As a consultant I am used to a certain level of quality that I need to deliver to our customers. For this reason I have built a landing zone for my own website, initiatives and experiments. By using the same structure that our customers have, I can test and build my ideas and apply them in customer environments if they are successful.
At first it might feel like a massive overkill to set up a complete landing zone. But once you have set it up you will be capable of performing experiments very easily.
My landing zone
For my landing zone I used the Customizations for AWS Control Tower (CfCt) project. When I created my landing zone the Landing Zone Accelerator was not yet available. I still need to evaluate if I can switch, but my initial concerns are the cost of running it. CfCt has low costs and depending on your usage it might even fit in the free tier. The Landing Zone Accelerator comes with VPCs and transit gateways and some other services that will generate costs regardless of what you are doing with the landing zone.
A default landing zone typically has the following accounts:
- Management – Used for billing for all accounts in an organization, to create new accounts, and to manage access to all accounts.
- Audit – A restricted account for your security and compliance teams to gain read and write access to all accounts.
- Logs – Used as a repository of logs of API activities and resource configurations from all accounts.
Next to the default accounts I have some additional accounts setup:
- Build – Used for all CodeCommit repositories and CodePipelines that are deployed within the landing zone.
- Domains – Used to host the domain names that I have registered. If you are interested in why I use a separate account for this you can read my Cross account DNS management.
- Service Catalog – Used to host all my AWS Service Catalog products used within my landing zone.
- Team – Used to perform Temporary elevated access management (TEAM) within my landing zone.
For the rest I have some workload accounts that have an account per environment. Each workload has at least a development account, but it can be extended to have a test, acceptance and production account as well.
Account creation
When I want to build something new, I need a new development account. For account creation I use aws-samples/aws-control-tower-automate-account-creation. I altered the solution to directly inject a record into the DynamoDB table that triggers the account creation process. I have a simple command that I can run on the command line that requires the following arguments: workload name, description and the environment type.
Go build!
After I created a development account I login to the build account and navigate to the Service Catalog service. Depending on the idea I require a different product but up until now I created the following products:
- Generic Project – Contains a CodePipeline including a CodeCommit repository, CodeBuild step and a CloudFormation deployment step for each environment.
- S3 Hosted Website – Contains a CodePipeline including a CodeCommit repository, CodeBuild step and a CloudFormation deployment step for each environment and a S3 deployment step.
I use these Service Catalog products to create the CI/CD pipelines to host for example, my own website Conijn.io.
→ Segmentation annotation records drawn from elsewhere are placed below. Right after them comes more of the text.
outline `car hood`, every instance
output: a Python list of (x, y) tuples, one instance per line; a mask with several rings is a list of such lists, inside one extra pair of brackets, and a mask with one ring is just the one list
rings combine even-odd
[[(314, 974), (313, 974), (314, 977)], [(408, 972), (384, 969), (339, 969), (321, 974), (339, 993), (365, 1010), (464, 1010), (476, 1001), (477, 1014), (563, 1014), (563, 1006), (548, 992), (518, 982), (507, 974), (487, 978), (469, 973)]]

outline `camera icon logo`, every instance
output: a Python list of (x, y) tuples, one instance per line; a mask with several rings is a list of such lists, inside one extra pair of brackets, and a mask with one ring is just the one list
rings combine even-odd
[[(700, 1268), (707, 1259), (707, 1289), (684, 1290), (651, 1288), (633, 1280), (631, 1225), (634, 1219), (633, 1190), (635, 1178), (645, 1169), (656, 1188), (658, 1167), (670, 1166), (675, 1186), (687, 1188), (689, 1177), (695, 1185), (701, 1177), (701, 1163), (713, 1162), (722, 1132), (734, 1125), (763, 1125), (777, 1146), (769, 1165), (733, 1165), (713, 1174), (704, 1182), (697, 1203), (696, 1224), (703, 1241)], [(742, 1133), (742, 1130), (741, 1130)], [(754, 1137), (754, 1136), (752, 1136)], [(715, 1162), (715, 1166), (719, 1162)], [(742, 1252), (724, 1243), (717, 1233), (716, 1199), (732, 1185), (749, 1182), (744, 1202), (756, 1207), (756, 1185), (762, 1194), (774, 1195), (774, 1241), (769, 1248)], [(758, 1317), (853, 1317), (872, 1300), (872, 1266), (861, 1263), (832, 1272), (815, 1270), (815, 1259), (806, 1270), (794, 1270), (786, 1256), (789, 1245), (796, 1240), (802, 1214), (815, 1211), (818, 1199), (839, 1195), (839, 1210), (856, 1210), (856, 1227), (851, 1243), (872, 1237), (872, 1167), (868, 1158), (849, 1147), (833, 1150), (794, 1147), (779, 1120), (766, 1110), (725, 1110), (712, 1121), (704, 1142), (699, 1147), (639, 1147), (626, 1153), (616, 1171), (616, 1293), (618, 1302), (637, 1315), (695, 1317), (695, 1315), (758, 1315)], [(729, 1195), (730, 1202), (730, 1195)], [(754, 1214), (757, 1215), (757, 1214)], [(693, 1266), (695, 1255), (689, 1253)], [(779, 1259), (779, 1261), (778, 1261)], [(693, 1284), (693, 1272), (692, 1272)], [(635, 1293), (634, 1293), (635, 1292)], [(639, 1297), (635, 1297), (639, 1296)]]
The CodeCommit repository will be pre-filled with the following files:
-
.pre-commit-config.yaml
– contains the cfn-lint and cfn_nag pre-commit hooks. -
buildspec.yml
– installs the aws-sam-cli and builds and packages the template. -
parameters-development.json
– The CloudFormation parameters, tags and policies for the development environment. -
parameters-production.json
– The CloudFormation parameters, tags and policies for the production environment. -
README.md
– Initial read me file. -
template.yaml
– Initial CloudFormation template.
After the Service Catalog product has been successfully launched. I only need to execute the following command:
git clone codecommit::<AWS_REGION>://<MY_PROFILE_NAME>@<PROJECT_NAME>
And I am ready to start building, I can start with adding resources to my template. If I need to use parameters I can use the parameters-development.json
file. If I need to do additional steps I can add them in the buildspec.yml
. When I commit the changes and push them to the remote repository CodePipeline will be triggered and deploy the changes into the development account.
For visibility of the pipelines I have set up a NotificationTopic , this topic is a SNS Topic that has AWS ChatBot as a subscriber. Chatbot will then send the updates to my Slack workspace that I have set up. This way when the pipeline is triggered I will get the notifications on my phone and laptop.
Conclusion
Setting up your own landing zone is quite some work, but you will learn a lot from it. And, when you have one it makes it very easy to start a new initiative in an empty AWS Account.